From recent experience of smaller broadcasters complaining about the relatively modest increases in the past few years in royalties paid to BMI and ASCAP, one can only wonder how these broadcasters could deal with an entirely new royalty. While Ms. Peters suggested that the "willing buyer, willing seller" standard of Section 114 of the Copyright Act would allow for the distinction between rates paid by large and small broadcasters, small webcasters can testify that this standard doesn’t always produce the desired result, as the recent Copyright Royalty Board decision on Internet radio royalties shows (where the Board found that public interest concerns – like the preservation of diverse sources of media outlets, did not factor into the economic analysis of a willing buyer, willing seller standard).
The Internet radio experience, where SoundExchange requested royalties of 30% of revenues – 6 times more than the royalties paid for the rights to play the composition, should frighten all broadcasters.

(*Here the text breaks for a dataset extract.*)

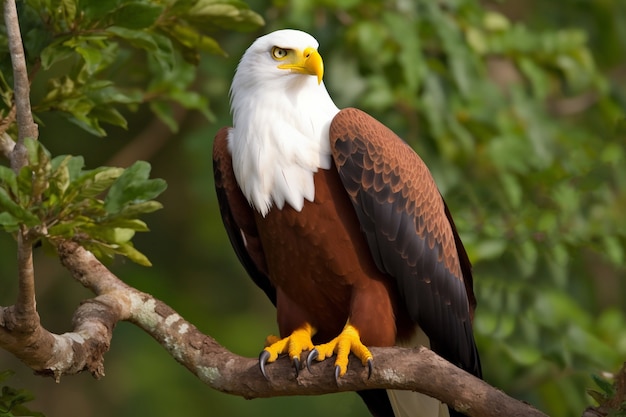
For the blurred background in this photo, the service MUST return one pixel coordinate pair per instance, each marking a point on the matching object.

And, while the current proposal is for royalties only on broadcasters, Ms. Peters made clear that she saw no theoretical reason why that royalty should not also extend to other performances of music – like in retail stores. With hundreds of millions of dollars or more at stake in yearly broadcast royalties, and potentially more from retail outlets, this is sure to be a major battle in coming months. The proponents of the new royalty have made a facially attractive case for imposing this new obligation on broadcasters. Broadcasters must pay attention to this issue now , and explain to their Congressional representatives the impact that such a royalty would have, as this is currently the single most direct threat to their bottom line and, if the tenor of the conversation at the hearing is any indication, the threat is real.